Important note: Never store an electrode in distilled or deionised water. This may lead to slow, sluggish response.
Question 16. How Should A Ph Electrode Be Cleaned?
A dirty glass membrane is usually indicated by beads of water forming on the bulb when it’s rinsed with distilled water.
The bulb can be cleaned as follows:
- For protein layers, soak in a freshly prepared solution of 1% pepsin in 0.1N HCl for 30 minutes.
- For inorganic deposits, wash with a 1M EDTA solution, 2M ammonia, or 2M acid.
- For grease and similar films, wash with acetone, methanol, etc.
Question 17. How Should An Electrode Be Reconditioned?
Prolonged use, excessive alkaline immersion, or high-temperature operation will cause surface leaching of the membrane glass. The result is extremely noisy and/or sluggish response, which cannot be remedied simply by cleaning the electrode. If this occurs, the following procedures will often provide stability and pH sensitivity. Always consider the electrode’s materials of construction before using these procedures.
- Empty the reference chamber, rinse with deionised water, empty and refill with the specified filling solution.
- Soak the electrode in hot (50°C – 60°C) reference electrolyte for a few minutes.
- Soak the electrode overnight in pH 4 buffer.
- Remove any exterior salt deposits with distilled water.
- If the filling solution does not flow through the junction by this time (generally due to an unusually low junction porosity), use gentle suction to pull filling solution through the junction and repeat from step 2.

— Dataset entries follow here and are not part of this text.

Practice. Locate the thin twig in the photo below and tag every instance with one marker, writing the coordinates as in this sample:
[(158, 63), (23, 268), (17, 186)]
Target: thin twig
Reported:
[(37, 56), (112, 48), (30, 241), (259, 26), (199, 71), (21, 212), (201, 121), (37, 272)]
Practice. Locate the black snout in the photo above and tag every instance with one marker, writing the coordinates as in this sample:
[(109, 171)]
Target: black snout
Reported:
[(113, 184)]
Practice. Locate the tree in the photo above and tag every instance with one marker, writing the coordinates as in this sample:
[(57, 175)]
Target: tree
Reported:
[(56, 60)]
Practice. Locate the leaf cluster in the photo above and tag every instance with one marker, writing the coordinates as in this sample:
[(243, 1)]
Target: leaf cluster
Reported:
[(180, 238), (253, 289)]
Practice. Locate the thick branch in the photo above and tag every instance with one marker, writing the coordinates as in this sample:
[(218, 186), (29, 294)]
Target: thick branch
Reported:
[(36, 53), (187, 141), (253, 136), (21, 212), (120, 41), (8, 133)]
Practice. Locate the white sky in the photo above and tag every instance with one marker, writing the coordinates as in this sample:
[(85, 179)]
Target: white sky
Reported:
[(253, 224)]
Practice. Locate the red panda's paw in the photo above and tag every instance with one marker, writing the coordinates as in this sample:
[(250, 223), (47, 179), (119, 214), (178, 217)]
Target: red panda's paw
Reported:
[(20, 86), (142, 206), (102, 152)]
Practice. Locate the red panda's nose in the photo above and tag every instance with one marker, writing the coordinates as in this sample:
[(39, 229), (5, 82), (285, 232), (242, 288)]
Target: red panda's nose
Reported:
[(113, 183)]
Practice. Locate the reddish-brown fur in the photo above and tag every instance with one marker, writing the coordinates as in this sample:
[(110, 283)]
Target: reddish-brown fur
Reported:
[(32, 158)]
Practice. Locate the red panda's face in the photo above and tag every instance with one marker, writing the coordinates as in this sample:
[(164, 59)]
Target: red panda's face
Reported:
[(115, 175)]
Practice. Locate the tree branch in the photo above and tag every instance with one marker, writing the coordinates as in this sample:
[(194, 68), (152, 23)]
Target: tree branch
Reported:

- Sometimes the material clogging the junction requires more severe action. Should the above fail, proceed as follows:
- Use a solvent specific to the solution or material plugging the junction, if possible.
- Soak the membrane overnight in 0.1 M HCI.
- If measurements have been made in samples containing protein, remove protein deposits by soaking the electrode bulb in 0.1 M HCl containing 1% pepsin.
- Repeat from step 1.
If all these fail, the electrode should be discarded safely and replaced.